Rosa quedó inmóvil, sorprendida por la falta de apoyo.
Elena me miró luego a mí.
—Miguel, sé que tu marcha nos afectó. Sé que Lucía te extrañó todos estos años… pero yo también he hecho lo que he podido. Y si la niña está sufriendo por culpa de este ambiente, no puedo seguir ignorándolo. Me acerqué un paso.
—No estoy aquí para juzgarte, Elena. Solo quiero lo mejor para nuestra hija. Y tú lo sabes.Hubo un silencio largo. Luego, Elena dijo:
—Llévala contigo unos días. Necesito pensar… y necesito hablar con mi madre sin que Lucía esté presente. Rosa abrió la boca para protestar, pero Elena fue más rápida:
—No. Ni una palabra.
Lucía apretó mi mano, y por primera vez en mucho tiempo, sentí que la familia no estaba rota… solo necesitaba una nueva forma de reconstruirse. Cuando salimos por la puerta, Lucía me miró y sonrió tímidamente.

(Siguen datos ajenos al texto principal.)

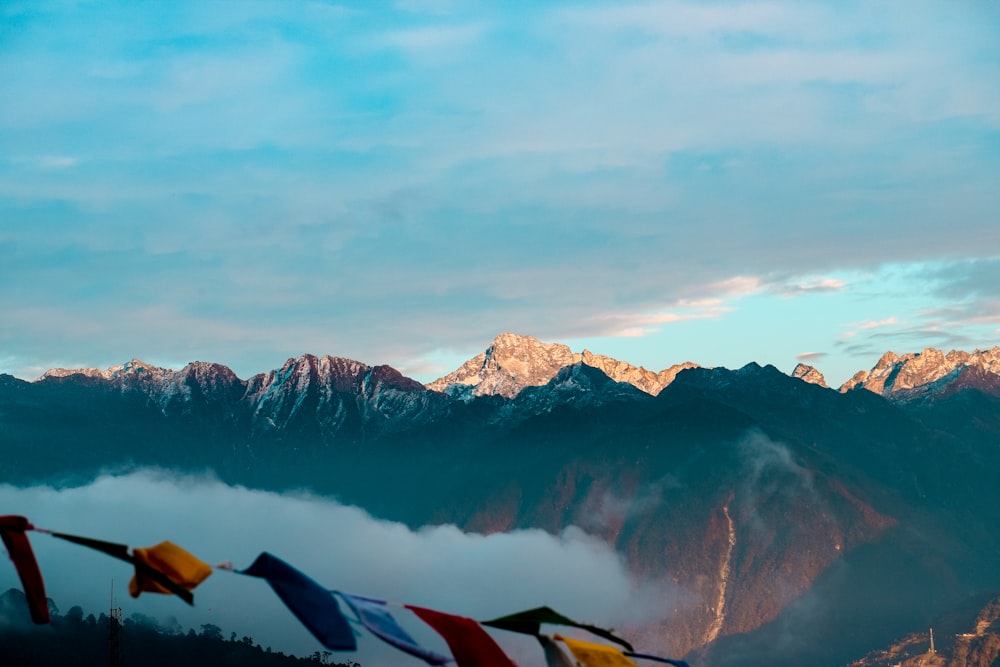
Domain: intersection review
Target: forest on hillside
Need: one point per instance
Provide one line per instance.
(74, 639)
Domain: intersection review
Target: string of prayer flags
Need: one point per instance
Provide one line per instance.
(554, 656)
(377, 619)
(595, 655)
(529, 622)
(12, 532)
(656, 658)
(468, 642)
(313, 605)
(177, 564)
(143, 571)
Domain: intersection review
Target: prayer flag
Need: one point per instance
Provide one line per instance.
(177, 564)
(313, 605)
(656, 658)
(596, 655)
(374, 616)
(468, 642)
(142, 570)
(18, 547)
(554, 656)
(529, 622)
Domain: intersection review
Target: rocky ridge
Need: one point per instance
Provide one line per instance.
(513, 362)
(910, 376)
(809, 374)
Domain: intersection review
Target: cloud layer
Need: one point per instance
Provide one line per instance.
(340, 546)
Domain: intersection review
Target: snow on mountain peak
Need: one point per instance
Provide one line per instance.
(514, 362)
(809, 374)
(911, 374)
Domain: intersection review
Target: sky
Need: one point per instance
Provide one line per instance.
(716, 182)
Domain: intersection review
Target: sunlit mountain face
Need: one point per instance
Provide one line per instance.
(779, 518)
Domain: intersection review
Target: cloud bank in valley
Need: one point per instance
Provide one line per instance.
(340, 546)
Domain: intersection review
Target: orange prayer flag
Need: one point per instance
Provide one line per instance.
(175, 563)
(595, 655)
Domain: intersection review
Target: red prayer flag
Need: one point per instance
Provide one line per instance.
(12, 529)
(469, 643)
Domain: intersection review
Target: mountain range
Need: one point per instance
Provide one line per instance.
(794, 523)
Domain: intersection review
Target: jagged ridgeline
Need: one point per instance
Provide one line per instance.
(806, 525)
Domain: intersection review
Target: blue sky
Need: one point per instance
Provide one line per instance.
(717, 182)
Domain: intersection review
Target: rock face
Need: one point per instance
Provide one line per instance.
(512, 363)
(809, 374)
(741, 491)
(918, 374)
(508, 365)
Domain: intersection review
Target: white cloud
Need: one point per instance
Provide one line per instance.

—Papá… ¿te vas a quedar esta vez?
La abracé con fuerza.
—Sí, hija. Esta vez sí.
Y mientras caminábamos hacia el coche, supe que esta historia apenas comenzaba.
Con Lucía sentada en el asiento trasero, miraba por la ventana con una mezcla de alivio y confusión. Yo conducía sin rumbo fijo, solo para darle espacio a respirar lejos de la tensión de aquella casa. Finalmente, me detuve frente a un pequeño café donde solíamos ir cuando ella era pequeña.